At first, an increase in the supply of money will cause entrepreneurs to invest into capital goods and lengthen the structure of production. This leads to the intertemporal discoordination predicted by the Austrian business-cycle theory, and an inevitable bust. A central bank can avoid the bust by continuing to inflate the money supply at an accelerating pace, but this can only end in a crisis of confidence and hyperinflation.

In Venezuela's case, further monetary expansion is unlikely to lead to increased investment — even malinvestment. Venezuela's private sector has been crushed by nationalization, regulation, and price fixing. The majority of newly created money goes towards a development fund known as FONDEN. Money transferred to FONDEN is used to finance a myriad of infrastructure projects. For example, of the 98.9 billion bolívars comprising the money supply in December 2009, over 57 billion were allotted to FONDEN. Around 36.4 billion bolívars were represented by coins and bank notes in circulation.
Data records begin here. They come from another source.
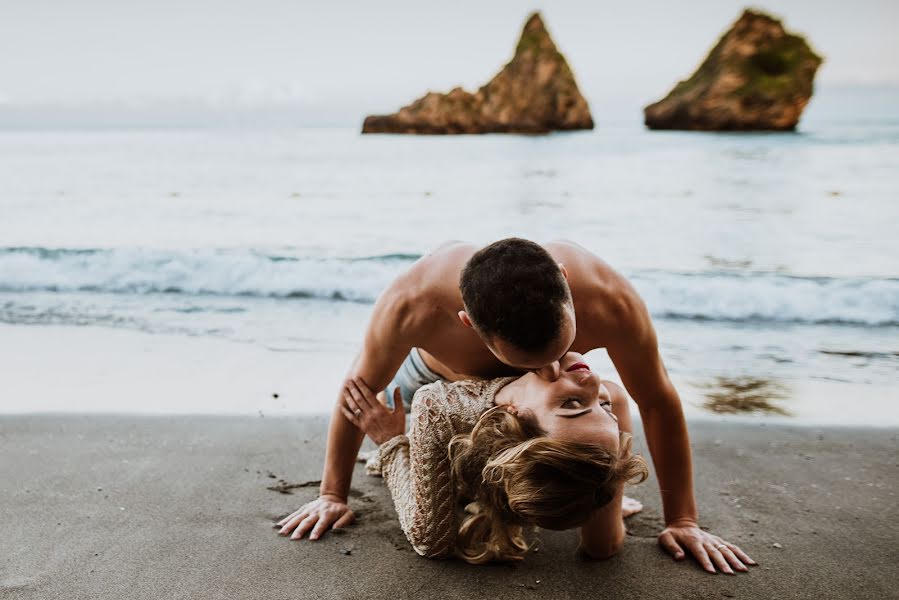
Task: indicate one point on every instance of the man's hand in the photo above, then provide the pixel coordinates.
(710, 550)
(364, 410)
(318, 516)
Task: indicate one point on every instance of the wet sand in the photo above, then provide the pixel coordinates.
(180, 507)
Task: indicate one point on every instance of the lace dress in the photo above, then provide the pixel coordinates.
(417, 467)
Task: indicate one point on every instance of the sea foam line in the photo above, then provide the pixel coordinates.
(709, 295)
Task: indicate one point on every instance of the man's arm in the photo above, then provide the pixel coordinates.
(386, 344)
(634, 350)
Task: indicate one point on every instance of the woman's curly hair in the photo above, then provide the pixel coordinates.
(518, 478)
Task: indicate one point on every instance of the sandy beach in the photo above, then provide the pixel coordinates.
(179, 507)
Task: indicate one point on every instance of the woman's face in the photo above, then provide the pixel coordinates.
(576, 406)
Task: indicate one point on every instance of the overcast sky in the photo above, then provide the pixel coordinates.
(380, 55)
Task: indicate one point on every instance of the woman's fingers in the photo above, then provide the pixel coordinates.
(287, 518)
(717, 558)
(304, 526)
(740, 554)
(731, 558)
(667, 541)
(701, 555)
(293, 521)
(343, 521)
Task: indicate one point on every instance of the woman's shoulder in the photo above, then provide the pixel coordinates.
(483, 391)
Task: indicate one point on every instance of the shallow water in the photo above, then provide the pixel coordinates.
(763, 257)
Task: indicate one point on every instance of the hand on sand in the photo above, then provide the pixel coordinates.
(318, 516)
(367, 412)
(630, 506)
(710, 550)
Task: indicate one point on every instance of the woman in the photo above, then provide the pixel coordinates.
(526, 451)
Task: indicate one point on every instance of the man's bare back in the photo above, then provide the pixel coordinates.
(428, 296)
(423, 309)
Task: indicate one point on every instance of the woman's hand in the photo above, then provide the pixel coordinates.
(710, 550)
(365, 411)
(323, 513)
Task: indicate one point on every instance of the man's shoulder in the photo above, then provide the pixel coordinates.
(418, 296)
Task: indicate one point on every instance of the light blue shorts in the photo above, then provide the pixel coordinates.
(413, 374)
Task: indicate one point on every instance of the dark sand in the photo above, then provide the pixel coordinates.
(138, 507)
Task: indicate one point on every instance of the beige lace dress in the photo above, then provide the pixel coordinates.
(416, 466)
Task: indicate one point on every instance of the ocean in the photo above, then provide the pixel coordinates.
(770, 262)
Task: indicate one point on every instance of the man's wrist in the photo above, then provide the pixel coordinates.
(692, 521)
(332, 495)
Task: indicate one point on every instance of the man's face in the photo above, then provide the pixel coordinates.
(544, 363)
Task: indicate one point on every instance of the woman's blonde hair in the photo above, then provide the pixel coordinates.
(517, 477)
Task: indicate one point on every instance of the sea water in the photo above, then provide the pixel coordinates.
(766, 260)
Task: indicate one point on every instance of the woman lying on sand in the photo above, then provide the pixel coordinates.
(525, 452)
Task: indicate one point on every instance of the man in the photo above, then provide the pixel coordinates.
(513, 306)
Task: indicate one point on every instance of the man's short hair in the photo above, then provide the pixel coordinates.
(513, 289)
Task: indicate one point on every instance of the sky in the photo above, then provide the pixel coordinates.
(346, 57)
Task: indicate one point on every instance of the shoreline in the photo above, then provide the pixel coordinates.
(124, 372)
(107, 506)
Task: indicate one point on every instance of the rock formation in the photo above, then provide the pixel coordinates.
(758, 77)
(534, 93)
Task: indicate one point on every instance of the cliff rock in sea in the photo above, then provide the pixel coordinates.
(534, 93)
(758, 77)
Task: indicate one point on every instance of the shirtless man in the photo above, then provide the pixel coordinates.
(524, 307)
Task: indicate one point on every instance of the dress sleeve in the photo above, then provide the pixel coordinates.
(417, 468)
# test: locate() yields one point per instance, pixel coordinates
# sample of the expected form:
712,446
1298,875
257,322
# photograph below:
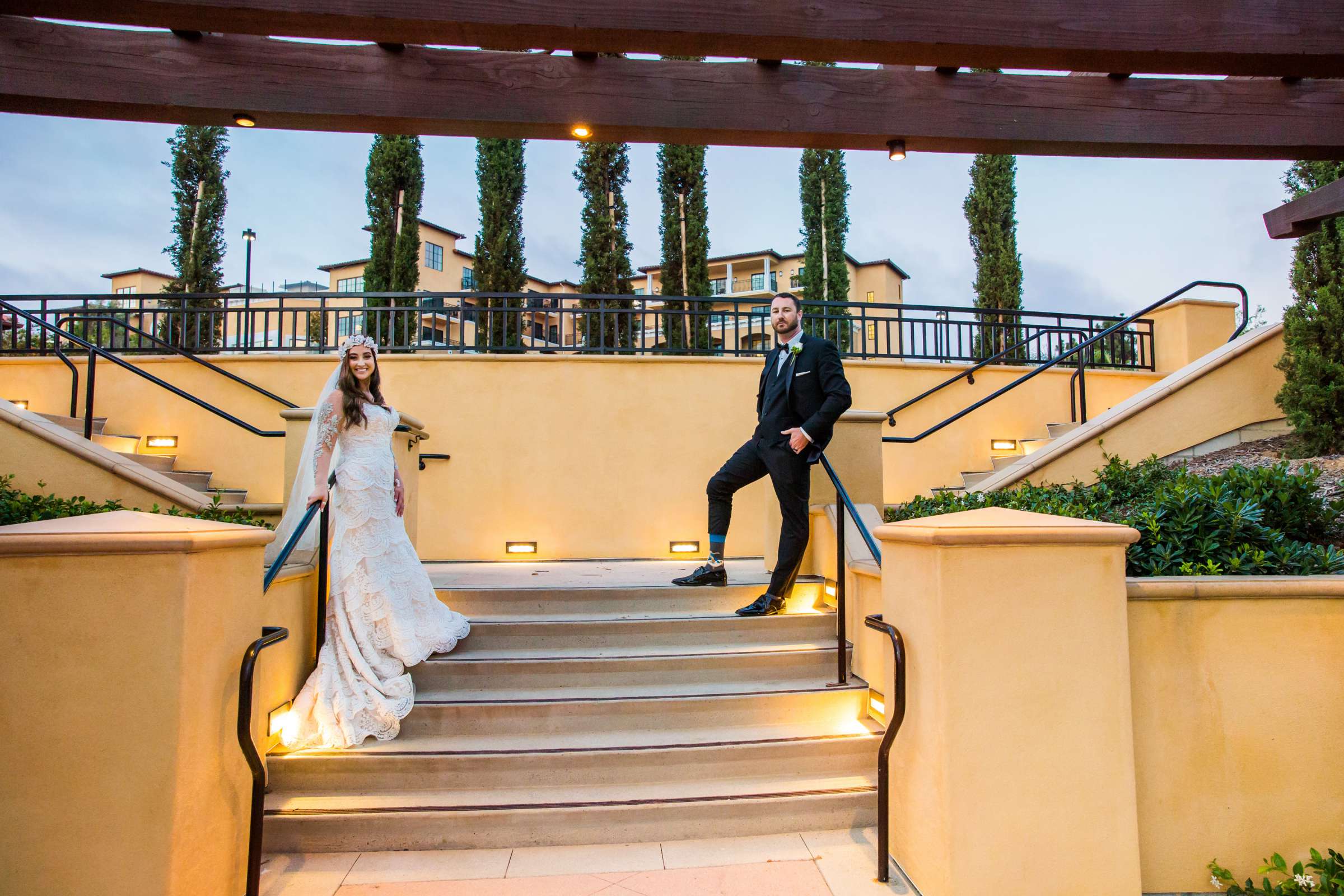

Most new bolívars go directly towards the consumption of capital, rather than towards investing capital and lengthening the structure of production. In other words, inflation is helping to directly deplete the existing stock of capital in Venezuela by subsidizing its consumption. So, instead of at least offering the illusion of prosperity, the Venezuelan government is directly contributing to the visible impoverishment of society.

Venezuelan End Game

Mark Weisbrot correctly suggests that the Venezuelan economy is not in the same position as the Greek economy. While the Greek government's ability to fund its spending is constricted by its lack of a sovereign central bank, Hugo Chavez's Venezuelan junta has the luxury of printing as much money as it needs. But this slight difference is not enough to justify the belief that Venezuela is somehow poised to begin an economic recovery.

Venezuela's market has been absolutely flattened by an overburdening government. Nationalization turned vibrant industries into dead factories, while regulations and price fixing crushed what remained of the private sector. With no true recovery possible, the regime has turned to the printing press as the solution to its economic problems. But, as events clearly show, this has not led to prosperity. It has only led to further suffering, as inflation quickly erodes Venezuelan savings and further damages Venezuelan industry.

Far from the recovery claimed by Mark Weisbrot, the continuation of current fiscal and monetary policies will bring immeasurable pain upon the people of Venezuela. Unless Hugo Chavez's government suddenly ends spending and returns to a free market, the most likely conclusion to current events in Venezuela is a crisis of interventionism, as the bolívar collapses and the government finds it more and more difficult to fund itself.